Wie aber wird oder bleibt Wohnraum bezahlbar? Axel Gedaschko , Präsident des GdW Bundesverbands deutscher Wohnungs- und Immobilienunternehmen e.V. dazu: „Preiswerter Wohnraum darf nicht komplett saniert werden – auch über Teilsanierungen ist etwas machbar.“ Die im GdW organisierten Wohnungsunternehmen haben einen Bestand von rund sechs Millionen Wohnungen. Da gelte es abzuwägen: Was ist zumutbar? Was ist realisierbar?


Wohnungsbau ist auch Städtebau


wie weiter wohnen? Diese Frage dürfe auch den Städten nicht egal sein, lautete der Konsens auf dem Podium. Denn Wohnungsbau sei immer auch Städtebau, etwa dann, wenn es gelte, gemischte Quartiere und eine heterogene Nutzung zu fördern.


„Mit Baugemeinschaften kann man solche Ziele erreichen“, so Cord Soehlke, Baubürgermeister von Tübingen. Für sieben Quartiere trete die Stadt als Entwickler auf. Qualitative Kriterien würden über die Vergabe der Bauprojekte entscheiden: Dazu gehörten, ob das Projekt von einer Baugruppe oder einem Bauträger entwickelt wird, ob das Gebäude gewerblich genutzt wird und, wie es um soziale und energetische Aspekte steht. „Unsere Tübinger Baugemeinschaften haben den Weg aus der akademischen Nische geschafft. Sie sind mittlerweile in der breiten Gesellschaft angekommen“, erläuterte Söhlke.


Über den Wettbewerb „Ungewöhnlich Wohnen“ in Bremen berichtete Peter Stubbe, Vorstandsvorsitzender der Gewoba Aktiengesellschaft Wohnen und Bauen, die rund 41.000 Wohnungen und Gewerbeimmobilien verwaltet. „Wir haben Architekturbüros aufgefordert zu experimentellen Entwürfen zur Entwicklung von fünf Quartieren der 50er und 60er Jahre. Heute geht es darum, diese durch An- oder Neubauten aufzuwerten und die Gebäude damit auch barrierefrei zu gestalten“, sagte Stubbe.

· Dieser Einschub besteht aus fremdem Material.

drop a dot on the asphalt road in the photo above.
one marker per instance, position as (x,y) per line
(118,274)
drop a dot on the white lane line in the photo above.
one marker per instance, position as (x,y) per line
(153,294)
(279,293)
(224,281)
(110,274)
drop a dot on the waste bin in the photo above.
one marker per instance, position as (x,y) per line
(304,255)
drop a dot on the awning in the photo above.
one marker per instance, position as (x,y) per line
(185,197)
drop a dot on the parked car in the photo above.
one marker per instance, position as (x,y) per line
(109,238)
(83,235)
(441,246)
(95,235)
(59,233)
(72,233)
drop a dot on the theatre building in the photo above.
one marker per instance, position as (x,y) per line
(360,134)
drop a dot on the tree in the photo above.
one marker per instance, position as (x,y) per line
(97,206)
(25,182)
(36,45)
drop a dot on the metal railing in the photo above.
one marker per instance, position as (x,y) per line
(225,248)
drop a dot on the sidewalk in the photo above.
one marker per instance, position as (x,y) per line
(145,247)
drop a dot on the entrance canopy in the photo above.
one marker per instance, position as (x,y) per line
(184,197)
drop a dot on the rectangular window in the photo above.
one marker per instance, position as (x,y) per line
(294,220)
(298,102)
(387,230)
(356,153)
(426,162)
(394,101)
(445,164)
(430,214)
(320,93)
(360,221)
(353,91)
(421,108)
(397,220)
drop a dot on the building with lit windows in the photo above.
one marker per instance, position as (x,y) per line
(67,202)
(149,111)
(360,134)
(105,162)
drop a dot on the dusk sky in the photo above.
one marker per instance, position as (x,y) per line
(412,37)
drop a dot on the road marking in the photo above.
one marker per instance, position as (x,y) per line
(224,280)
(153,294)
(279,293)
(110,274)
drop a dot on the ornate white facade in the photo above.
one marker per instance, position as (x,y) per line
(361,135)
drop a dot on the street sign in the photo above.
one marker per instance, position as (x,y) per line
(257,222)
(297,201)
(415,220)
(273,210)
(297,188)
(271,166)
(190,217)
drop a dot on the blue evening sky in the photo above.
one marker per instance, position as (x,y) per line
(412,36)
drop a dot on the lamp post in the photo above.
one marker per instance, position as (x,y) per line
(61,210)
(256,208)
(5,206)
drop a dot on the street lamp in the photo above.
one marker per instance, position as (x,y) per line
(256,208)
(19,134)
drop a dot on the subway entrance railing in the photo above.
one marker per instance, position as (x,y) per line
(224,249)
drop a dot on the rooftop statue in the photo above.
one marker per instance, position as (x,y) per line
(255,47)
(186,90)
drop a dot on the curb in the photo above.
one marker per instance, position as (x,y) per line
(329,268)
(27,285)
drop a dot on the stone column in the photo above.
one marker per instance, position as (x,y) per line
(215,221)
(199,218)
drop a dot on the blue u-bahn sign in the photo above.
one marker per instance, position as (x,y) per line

Als Initiative, allerdings von Bürgern, stellte der Architekt Christian Schöningh, die Zusammenarbeiter, Berlin, das Projekt „Spreefeld Berlin“ vor. Direkt an der Spree plant und entwickelt eine Baugruppe einen Komplex von 67 Wohnungen im Passivhausstandard. „Das Grundstück steht zu 40 Prozent der Öffentlichkeit zur Verfügung und macht so auch den Spreeuferweg möglich“, sagte Schöningh. Zudem seien die Wohnungstypen und -größen unterschiedlich, so dass die Mietpreise sich letztendlich zwischen 8 und 13 Euro pro Quadratmeter bewegten.


Energiethema: Nicht nur für die Fassade wichtig



Vor zuviel technischen Spielereien warnte Thomas Jocher, Universität München. 
„Oft heißt es ,Wir bauen ein Passivhaus und dann passt des schoa!’ Da bin ich skeptisch. Die Investoren kriegen Bauchgrummeln, wenn sie sehen, wie hoch der technische Aufwand ist, um solche Häuser zu realisieren. Auch konzentrieren wir uns zu stark auf die Gebäudehülle. Mit einem guten Grundriss, guten Raumhöhen und Schnitten kann man auch in puncto Energie viel erreichen.“
Dass zu einem energieeffizienten Haus auch energiebewusste Bewohner gehören, erörtere Matthias Heinz von pool Architekten, Zürich. „Für das erste komplett nach den Prinzipien der 2000-Watt-Gesellschaft gebaute Haus haben wir Massivholz aus regionalen Wäldern verwendet. Nachhaltiges Bauen heißt auch, dass Bauteile, wie Fassaden, ausgewechselt werden können“, so Heinz. Wie man die Nutzer einbindet, stellte Heinz eindrucksvoll dar. Und so steht das Versprechen der Bewohner, ihren Energieverbrauch auf 2.000 Watt zu reduzieren, in großen Lettern an der Fassade 
des Hauses geschrieben.


Schließen sich Energiewende und bezahlbares Wohnen aus? Müssen wir ein Energieprekariat fürchten? Das fragt am 29. Oktober die neue Ausgabe des Debattenportals BKULT der Bundesstiftung, in der auch Referenten der Veranstaltung zu Wort kommen.